Angie Sheppard said she never expected to find herself in a courtroom adopting a daughter. “She is the life of the house now. Everybody just fell head over heels in love with her.” Shyla had actually asked Angie to be her mom.

National Adoption Awareness Month is recognized annually in November and is intended to bring attention to the more than 400,000 children are in the foster care system. 

National Adoption Month and Teens

It’s that time of year again. Yes, November. National Adoption Awareness Month.

From Child Welfare dot gov – National Adoption Month is an initiative of the Children’s Bureau that seeks to increase national awareness of adoption issues, bring attention to the need for adoptive families for teens in the US foster care system, and emphasize the value of youth engagement. We have focused our efforts on adoption for teens because we know that teens in foster care wait longer for permanency and are at higher risk of aging out than younger children. Teens need love, support, and a sense of belonging that families can provide. Securing lifelong connections for these teens, both legally and emotionally, is a critical component in determining their future achievement, health, and well-being.

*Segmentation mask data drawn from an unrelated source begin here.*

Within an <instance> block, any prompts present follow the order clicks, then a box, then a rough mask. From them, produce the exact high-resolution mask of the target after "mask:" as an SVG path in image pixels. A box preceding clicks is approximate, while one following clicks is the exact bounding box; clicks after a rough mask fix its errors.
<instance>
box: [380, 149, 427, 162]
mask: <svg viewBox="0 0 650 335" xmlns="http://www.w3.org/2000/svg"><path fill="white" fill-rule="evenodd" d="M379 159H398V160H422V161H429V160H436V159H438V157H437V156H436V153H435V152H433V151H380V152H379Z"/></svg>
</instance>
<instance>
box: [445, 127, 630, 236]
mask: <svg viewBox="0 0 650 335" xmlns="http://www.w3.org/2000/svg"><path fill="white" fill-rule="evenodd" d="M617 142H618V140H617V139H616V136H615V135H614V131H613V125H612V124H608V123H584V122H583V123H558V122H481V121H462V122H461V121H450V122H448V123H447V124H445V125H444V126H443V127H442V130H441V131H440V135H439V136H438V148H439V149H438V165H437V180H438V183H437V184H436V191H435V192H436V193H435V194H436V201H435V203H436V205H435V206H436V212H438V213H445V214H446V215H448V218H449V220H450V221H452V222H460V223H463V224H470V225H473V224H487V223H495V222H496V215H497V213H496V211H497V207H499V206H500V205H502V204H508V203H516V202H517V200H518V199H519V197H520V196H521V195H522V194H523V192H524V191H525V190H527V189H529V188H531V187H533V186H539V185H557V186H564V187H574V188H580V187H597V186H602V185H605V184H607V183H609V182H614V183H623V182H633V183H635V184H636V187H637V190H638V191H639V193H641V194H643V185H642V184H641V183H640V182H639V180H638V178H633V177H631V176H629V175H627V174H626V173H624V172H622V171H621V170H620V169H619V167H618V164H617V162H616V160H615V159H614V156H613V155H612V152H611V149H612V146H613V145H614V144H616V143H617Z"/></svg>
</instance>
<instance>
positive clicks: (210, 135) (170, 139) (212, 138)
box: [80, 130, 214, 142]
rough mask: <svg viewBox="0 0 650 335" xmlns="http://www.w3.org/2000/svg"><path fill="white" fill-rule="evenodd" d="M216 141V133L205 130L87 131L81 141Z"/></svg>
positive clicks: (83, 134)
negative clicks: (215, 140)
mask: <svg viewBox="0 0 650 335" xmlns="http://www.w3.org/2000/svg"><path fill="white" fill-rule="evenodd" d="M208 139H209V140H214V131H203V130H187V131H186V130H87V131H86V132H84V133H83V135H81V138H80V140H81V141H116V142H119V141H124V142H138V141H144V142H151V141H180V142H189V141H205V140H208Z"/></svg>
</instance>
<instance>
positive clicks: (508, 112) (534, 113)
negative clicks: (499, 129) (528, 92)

This year’s National Adoption Month theme is “Conversations Matter.” Incorporating youth engagement into daily child welfare practice can start with a simple conversation. Listen to what the young person has to say, what their goals are, and how they feel about adoption. Create an environment where they can be honest and ask questions. Youth are the experts of their own lives, so let them partner with you in permanency planning and make decisions about their life.

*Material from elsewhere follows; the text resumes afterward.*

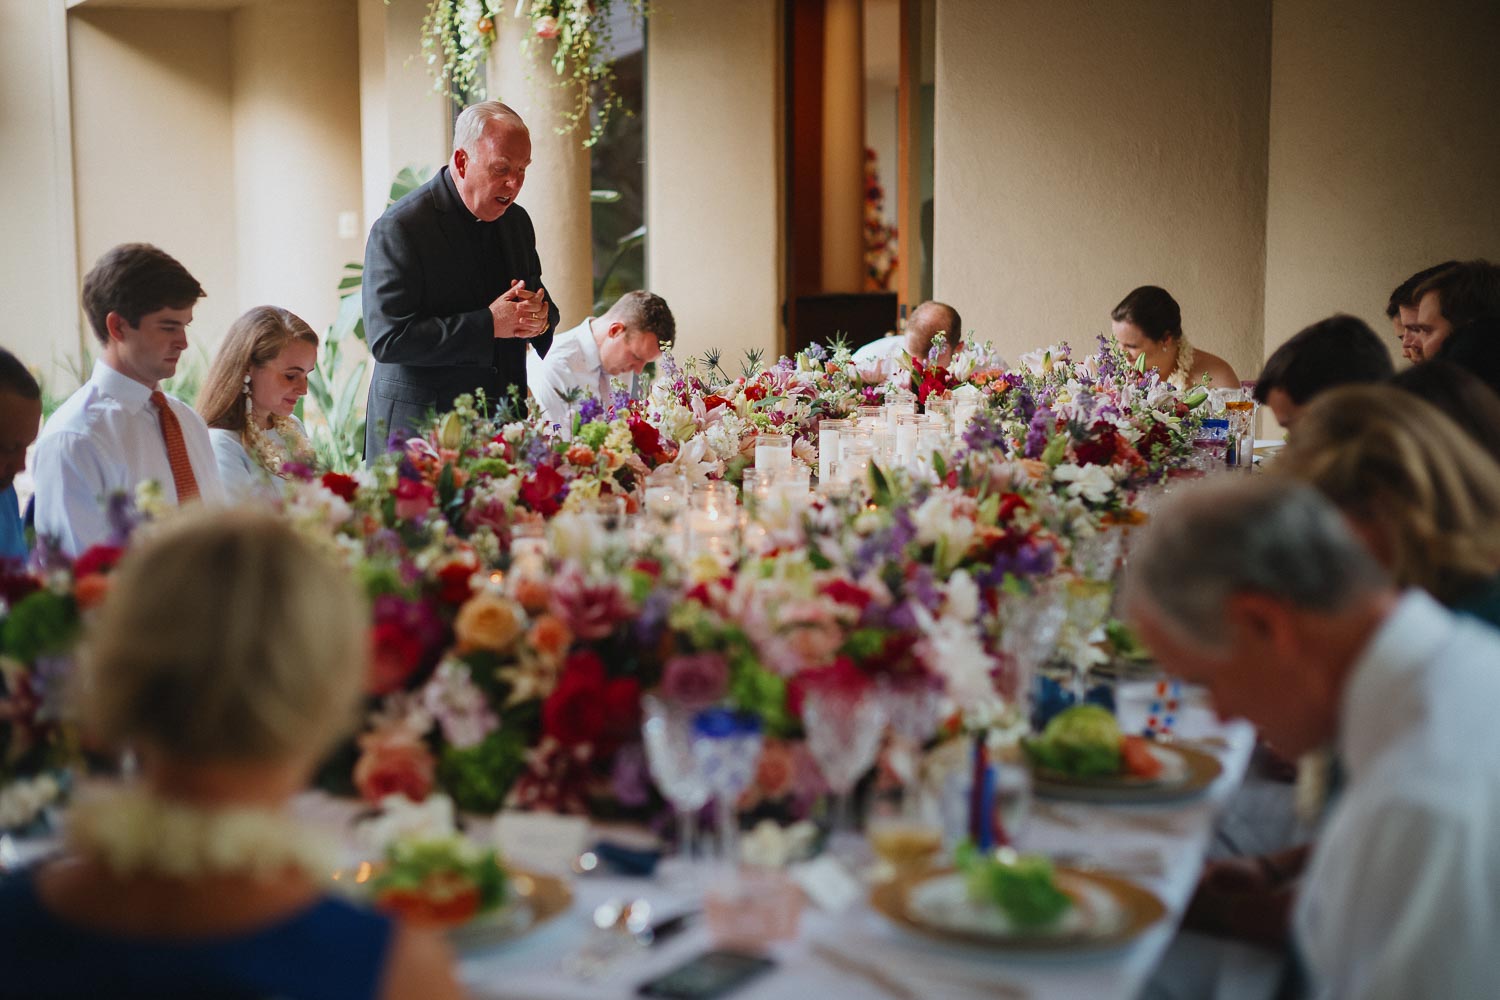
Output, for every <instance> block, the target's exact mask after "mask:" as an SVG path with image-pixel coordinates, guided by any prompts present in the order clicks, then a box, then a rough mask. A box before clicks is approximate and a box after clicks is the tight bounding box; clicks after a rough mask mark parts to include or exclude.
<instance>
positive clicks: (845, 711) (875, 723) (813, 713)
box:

In 2019, there were over 122,000 children and youth in foster care waiting to be adopted who are at risk of aging out without a permanent family connection. Approximately one in five children in the U.S. foster care system waiting to be adopted are teens. Teens, ages 15-18, wait significantly longer for permanency when compared to their peers. Only 5% of all children adopted in 2019 were 15-18 years old. There is a high risk of homelessness and human trafficking for teenagers who age out of foster care.

More statistics from 2019 (the most recent year data is available) – of the 122,000 children and youth waiting to be adopted: 52% are male, 48% are female, 22% are African American, 22% are Hispanic, 44% are white, while the average age is 8 years old – 11 percent are between 15 and 18 years old.

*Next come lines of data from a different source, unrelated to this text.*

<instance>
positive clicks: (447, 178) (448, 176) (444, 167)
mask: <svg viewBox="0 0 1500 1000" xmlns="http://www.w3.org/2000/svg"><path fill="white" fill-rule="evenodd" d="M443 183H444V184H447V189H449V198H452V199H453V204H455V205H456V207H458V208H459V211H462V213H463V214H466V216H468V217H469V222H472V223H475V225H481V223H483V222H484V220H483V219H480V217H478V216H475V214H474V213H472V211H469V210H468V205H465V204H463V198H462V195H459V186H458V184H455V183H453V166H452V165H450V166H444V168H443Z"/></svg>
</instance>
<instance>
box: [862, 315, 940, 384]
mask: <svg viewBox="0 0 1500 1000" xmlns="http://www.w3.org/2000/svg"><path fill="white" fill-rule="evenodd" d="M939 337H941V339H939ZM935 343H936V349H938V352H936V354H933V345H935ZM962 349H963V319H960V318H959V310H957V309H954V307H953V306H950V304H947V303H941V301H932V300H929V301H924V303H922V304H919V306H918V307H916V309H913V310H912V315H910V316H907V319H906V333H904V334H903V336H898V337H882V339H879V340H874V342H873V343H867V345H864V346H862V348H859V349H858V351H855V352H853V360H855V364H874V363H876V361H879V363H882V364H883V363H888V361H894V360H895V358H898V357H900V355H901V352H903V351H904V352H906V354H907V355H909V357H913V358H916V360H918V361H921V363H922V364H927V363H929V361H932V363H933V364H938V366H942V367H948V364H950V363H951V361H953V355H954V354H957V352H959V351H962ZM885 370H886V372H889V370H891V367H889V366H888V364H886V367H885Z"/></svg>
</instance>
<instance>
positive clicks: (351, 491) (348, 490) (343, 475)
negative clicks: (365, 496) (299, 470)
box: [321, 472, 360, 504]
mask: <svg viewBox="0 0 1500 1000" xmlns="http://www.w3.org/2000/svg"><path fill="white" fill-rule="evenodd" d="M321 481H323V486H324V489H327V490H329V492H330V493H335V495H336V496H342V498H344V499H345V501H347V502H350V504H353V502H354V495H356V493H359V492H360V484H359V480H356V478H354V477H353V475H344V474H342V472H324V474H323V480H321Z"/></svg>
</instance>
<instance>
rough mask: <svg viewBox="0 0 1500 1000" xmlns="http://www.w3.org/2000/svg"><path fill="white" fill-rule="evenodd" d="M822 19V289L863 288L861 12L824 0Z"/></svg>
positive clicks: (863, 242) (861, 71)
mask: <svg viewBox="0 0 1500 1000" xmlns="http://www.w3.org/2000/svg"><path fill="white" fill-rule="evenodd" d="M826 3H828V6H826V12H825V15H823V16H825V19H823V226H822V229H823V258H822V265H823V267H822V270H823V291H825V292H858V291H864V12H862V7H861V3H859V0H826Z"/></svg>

The History of National Adoption Month –

In 1976, Massachusetts Governor Michael Dukakis announced an Adoption Week to promote awareness of the need for adoptive families for children in foster care.

In 1984, President Reagan proclaimed the first National Adoption Week. In 1995, President Clinton expanded the awareness week to the entire month of November.

Adoption Competition

I’m an entrepreneurial business person, so I get it. We got in on a big recycling push that carried our business (www.yemmhart.com) to a nice high just before the great recession of 2009. We’ve not totally recovered and the pandemic hasn’t help but we’re still doing business. At the time we started our effort, we benefitted from some awesome and free promotional efforts motivated by magazine’s own commercial interests. Advertising one can’t buy and I’ll admit, it was great.

So, this t-shirt design company that markets their custom product for fund-raising efforts has married their effort to produce revenue and their marketing need to raise awareness of their company to the expensive efforts of couple’s wanting to adopt a child (usually tens of thousands of dollars needed to do so these days).

Therefore, they have created a marketing promotion – an adoption competition. The couple who gets the most friends and usually local acquaintances (via local news sources bringing an awareness – advertising you can’t buy) to buy a t-shirt from this company gets 1 vote for every t-shirt sold. There are 10 couples. You can view them here – adoption finalists. The competition ends tomorrow, November 19th.

The company writes on their website – Every year, we help fund an adoption. November is national adoption month and this year we’re helping another family bring their beloved child home! You would be amazed what happens when you combine T-shirts, social media and the power of someone’s story.

And thus, another brilliant marketing campaign and revenue generator is born.